La popolazione palestinese è attualmente alle prese con una gravissima carestia. Che ruolo sta giocando Israele in questa partita?
«Leggendo il rapporto della Classificazione integrata della sicurezza alimentare (Icp), pubblicato la settimana scorsa, lo si capisce in maniera estremamente chiara. Nel rapporto si specifica che la carestia è stata causata dall’uomo, e vengono elencate le modalità con cui è stata generata, come la distruzione dei sistemi agro-alimentari oppure il blocco delle forniture di cibo. L’Icp non è un gruppo politicamente esposto, è composto da tecnocrati esperti, che raccolgono dati sul terreno e che arrivano alle proprie conclusioni. Nel caso specifico, la carestia non è stata causata da un periodo di siccità o da un ciclone, ma da attività umane. Poteva dunque essere evitata. Gli aiuti umanitari si trovavano letteralmente a qualche chilometro di distanza dalle persone che ne avevano bisogno. Il problema è che le autorità israeliane non permettono che un numero sufficiente di camion giungano a destinazione. Nella Striscia di Gaza la scarsità alimentare è stata progettata attraverso una serie di decisioni prese a tavolino».
In che senso "progettata"?
«Gli aiuti che arrivano a Kerem Shalom dalla Giordania o dall’Egitto, ad esempio, devono essere scaricati e scansionati prima di essere caricati sui camion autorizzati a entrare a Gaza, che non possono semplicemente presentarsi al valico, ma necessitano di un'autorizzazione di transito. Noi dobbiamo dunque pianificare, coordinare e far autorizzare i nostri piani, anche solo per ritirare le forniture a Kerem Shalom. In molti casi, non riceviamo l’autorizzazione o ci sono ritardi, altre volte, invece, dobbiamo fermarci ai check-point. Oppure ci viene ordinato di seguire percorsi stradali specifici, in cui i nostri camion rischiano di essere assaltati da persone disperate o addirittura bande criminali. Insomma, non è un ambiente favorevole a una fornitura sicura ed efficiente. Riusciamo a far partire soltanto qualche decina di camion al giorno, quando ne servirebbero almeno 600 per garantire il fabbisogno alimentare della popolazione. E abbiamo già dimostrato durante il cessate il fuoco di esserne in grado».

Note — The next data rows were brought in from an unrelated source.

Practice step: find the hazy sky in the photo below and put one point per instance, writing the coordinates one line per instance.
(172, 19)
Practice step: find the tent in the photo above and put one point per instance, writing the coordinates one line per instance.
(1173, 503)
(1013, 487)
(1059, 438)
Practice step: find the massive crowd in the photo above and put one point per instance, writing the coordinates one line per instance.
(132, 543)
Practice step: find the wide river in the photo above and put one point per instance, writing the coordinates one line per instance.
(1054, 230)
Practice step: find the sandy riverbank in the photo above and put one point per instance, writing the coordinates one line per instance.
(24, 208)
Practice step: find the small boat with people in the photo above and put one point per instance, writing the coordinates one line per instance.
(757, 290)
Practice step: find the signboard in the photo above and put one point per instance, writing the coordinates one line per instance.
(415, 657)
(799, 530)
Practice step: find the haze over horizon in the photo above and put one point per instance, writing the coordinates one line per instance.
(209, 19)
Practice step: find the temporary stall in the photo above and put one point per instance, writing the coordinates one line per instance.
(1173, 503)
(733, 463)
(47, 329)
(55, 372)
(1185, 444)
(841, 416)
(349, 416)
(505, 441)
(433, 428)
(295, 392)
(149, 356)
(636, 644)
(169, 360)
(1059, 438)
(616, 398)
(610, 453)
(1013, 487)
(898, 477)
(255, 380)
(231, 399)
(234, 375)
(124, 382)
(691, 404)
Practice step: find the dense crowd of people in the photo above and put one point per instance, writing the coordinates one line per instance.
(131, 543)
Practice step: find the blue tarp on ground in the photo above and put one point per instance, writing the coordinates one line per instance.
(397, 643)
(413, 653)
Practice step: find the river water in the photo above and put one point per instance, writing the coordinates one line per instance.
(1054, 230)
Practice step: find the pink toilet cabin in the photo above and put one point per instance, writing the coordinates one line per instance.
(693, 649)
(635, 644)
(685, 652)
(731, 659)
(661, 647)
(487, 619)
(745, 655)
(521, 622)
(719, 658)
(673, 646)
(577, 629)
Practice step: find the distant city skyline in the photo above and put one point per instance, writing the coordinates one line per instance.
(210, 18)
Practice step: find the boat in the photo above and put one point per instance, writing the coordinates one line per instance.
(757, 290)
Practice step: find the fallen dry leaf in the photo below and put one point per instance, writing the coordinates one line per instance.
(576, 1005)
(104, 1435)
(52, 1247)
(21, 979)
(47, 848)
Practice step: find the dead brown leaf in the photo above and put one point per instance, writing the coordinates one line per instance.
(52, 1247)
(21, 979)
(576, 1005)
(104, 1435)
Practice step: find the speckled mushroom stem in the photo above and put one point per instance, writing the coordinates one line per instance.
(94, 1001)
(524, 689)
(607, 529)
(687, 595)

Cosa è in grado di dare speranza alla popolazione palestinese in questo momento?
«Naturalmente, sperano tutti in un cessate il fuoco, che permetterebbe anche a noi di operare con agilità. Inoltre, il senso di comunità che si respira a Gaza è una grande fonte di speranza. Le persone continuano a sostenersi a vicenda e a occuparsi degli orfani. Un livello di umanità impressionante».